Компания SVEN, производитель акустических систем и высококачественных устройств компьютерной периферии, совместно с хардварным порталом TECHLABS.BY объявила о запуске викторины «Что ты знаешь о компании SVEN?». Для того чтобы выиграть один из трех «акустических» призов, необходимо дать верные ответы на семь вопросов о популярном бренде.

С 13 по 27 января 2014 года у любого желающего будет возможность стать обладателем ценных и полезных призов от компании SVEN. Для этого необходимо ответить на семь вопросов о компании и заполнить необходимую информацию в специальной форме на хардварном портале TECHLABS.BY: http://techlabs.by/viktorina_sven/viktorina.htm 

Подведение итогов конкурса состоится 28 января 2014 года.

Участники викторины поборются за отличные призы: колонки SVEN OMNI, мультимедийную акустику SVEN SPS-702 и гарнитуру SVEN HM 80 BK.

Компактные колонки SVEN OMNI относятся к классу домашней акустики и рассчитаны на воспроизведение музыки, озвучивание игр, фильмов на компьютере и ноутбуке.
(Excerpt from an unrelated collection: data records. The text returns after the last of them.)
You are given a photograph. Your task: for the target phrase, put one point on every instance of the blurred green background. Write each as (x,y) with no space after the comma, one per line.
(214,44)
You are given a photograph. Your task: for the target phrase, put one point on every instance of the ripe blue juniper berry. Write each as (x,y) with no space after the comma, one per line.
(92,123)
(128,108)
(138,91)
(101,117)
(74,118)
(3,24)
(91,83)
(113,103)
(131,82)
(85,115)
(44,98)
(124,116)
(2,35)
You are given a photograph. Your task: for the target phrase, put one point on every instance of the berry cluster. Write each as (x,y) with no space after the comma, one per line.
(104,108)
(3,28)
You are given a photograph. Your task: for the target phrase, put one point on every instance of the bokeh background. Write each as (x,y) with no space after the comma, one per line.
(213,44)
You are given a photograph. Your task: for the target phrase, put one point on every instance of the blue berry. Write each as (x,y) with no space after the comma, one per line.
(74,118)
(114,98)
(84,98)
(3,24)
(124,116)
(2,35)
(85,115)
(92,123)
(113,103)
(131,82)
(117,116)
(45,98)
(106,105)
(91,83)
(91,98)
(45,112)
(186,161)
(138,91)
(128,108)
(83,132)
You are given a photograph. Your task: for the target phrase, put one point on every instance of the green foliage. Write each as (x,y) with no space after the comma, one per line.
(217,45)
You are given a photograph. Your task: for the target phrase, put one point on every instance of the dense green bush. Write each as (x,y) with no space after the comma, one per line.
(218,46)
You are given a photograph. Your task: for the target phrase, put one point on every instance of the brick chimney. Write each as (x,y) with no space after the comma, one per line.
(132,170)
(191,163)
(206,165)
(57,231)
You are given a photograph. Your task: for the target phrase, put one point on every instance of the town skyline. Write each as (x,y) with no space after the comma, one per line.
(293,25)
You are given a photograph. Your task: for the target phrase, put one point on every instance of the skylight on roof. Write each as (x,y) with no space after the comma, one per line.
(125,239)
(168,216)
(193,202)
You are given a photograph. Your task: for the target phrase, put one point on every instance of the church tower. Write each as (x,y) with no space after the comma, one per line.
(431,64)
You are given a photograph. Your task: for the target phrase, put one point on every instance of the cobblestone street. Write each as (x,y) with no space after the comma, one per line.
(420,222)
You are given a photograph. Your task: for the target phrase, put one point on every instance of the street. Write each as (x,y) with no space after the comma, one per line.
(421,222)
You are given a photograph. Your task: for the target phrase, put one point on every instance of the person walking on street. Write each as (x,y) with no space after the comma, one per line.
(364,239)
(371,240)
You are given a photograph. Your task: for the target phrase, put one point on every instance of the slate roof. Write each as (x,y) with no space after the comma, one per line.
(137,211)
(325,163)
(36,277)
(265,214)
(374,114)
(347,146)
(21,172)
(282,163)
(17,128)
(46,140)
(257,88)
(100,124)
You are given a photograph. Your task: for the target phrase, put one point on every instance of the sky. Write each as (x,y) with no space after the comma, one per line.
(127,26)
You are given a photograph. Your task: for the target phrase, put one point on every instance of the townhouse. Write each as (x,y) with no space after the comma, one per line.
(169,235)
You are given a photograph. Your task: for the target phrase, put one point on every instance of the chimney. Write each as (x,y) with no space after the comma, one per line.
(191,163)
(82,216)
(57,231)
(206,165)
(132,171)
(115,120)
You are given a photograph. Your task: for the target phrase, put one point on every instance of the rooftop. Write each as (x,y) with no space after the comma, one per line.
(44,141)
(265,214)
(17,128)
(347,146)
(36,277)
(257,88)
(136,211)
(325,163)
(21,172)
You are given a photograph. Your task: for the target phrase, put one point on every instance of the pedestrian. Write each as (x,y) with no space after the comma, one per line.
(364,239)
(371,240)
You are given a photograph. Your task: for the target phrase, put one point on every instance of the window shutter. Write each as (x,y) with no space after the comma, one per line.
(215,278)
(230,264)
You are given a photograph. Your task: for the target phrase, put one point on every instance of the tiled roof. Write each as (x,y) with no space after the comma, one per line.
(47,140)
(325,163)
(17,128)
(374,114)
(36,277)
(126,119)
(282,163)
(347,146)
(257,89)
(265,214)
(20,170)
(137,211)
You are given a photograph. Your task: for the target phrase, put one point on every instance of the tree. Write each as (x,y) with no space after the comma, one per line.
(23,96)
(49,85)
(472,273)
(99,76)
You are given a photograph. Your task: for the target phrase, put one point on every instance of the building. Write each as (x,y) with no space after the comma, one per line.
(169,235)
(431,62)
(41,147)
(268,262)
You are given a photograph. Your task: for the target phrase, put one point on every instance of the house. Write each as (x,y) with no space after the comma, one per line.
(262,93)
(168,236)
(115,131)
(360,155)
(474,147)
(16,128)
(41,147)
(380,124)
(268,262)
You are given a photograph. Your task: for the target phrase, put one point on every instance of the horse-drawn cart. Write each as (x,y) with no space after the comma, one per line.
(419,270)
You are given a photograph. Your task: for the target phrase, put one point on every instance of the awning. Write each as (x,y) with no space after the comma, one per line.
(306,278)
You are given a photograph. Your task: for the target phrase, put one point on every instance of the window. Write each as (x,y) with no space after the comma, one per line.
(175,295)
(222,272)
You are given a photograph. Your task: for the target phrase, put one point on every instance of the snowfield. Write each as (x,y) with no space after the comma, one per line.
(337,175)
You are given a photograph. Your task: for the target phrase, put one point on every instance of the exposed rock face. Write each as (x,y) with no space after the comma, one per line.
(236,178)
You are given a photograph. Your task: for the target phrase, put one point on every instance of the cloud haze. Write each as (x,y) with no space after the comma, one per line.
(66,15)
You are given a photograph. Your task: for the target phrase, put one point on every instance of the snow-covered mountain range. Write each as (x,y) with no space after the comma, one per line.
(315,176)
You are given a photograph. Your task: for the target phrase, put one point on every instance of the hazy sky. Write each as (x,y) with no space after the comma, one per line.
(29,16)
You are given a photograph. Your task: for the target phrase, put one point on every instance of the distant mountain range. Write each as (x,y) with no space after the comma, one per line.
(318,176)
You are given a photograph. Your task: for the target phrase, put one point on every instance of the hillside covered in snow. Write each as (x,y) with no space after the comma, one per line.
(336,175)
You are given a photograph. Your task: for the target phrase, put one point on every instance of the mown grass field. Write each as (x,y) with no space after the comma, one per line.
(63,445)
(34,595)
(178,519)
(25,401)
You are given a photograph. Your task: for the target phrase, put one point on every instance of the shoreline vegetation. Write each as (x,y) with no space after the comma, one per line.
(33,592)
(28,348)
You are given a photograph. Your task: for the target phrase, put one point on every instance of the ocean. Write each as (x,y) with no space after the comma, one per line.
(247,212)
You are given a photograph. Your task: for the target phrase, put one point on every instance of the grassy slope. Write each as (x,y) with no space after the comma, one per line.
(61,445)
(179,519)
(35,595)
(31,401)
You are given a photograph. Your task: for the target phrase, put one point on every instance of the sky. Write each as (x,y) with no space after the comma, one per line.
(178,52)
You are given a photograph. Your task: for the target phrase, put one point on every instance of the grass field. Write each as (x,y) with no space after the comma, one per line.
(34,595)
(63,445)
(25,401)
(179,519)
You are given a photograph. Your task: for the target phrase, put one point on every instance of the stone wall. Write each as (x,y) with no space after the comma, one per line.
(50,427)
Универсальный акустический кабель позволяет подключать систему к смартфонам, MP3-плеерам и другим источникам звука.

SVEN SPS-702 – представитель 2.0 линейки SVEN. Регуляторы уровня громкости и тембра НЧ/ВЧ расположены на передней панели корпуса так же, как и выход на наушники. Таким образом, все настройки находятся под рукой, гарантируя комфорт в использовании. На задней стенке расположены разъемы для подключения различных источников аудиосигнала: ПК, DVD/CD/MP3-плееров. 

Наушники премиум-класса SVEN HM 80 BK отличает превосходная шумоизоляция, широкая функциональность и, что самое главное, – отличный звук. SVEN HM 80 BK удобные, их присутствие практически неощутимо, а выдвижной SLIDE микрофон делает гарнитуру еще более функциональной. Эта модель порадует огромную армию аудиоманов и всех ценителей хорошего звука.

Победители конкурса-викторины будут оповещены о выигрыше и приглашены в офис портала TECHLABS.BY для вручения призов.

----------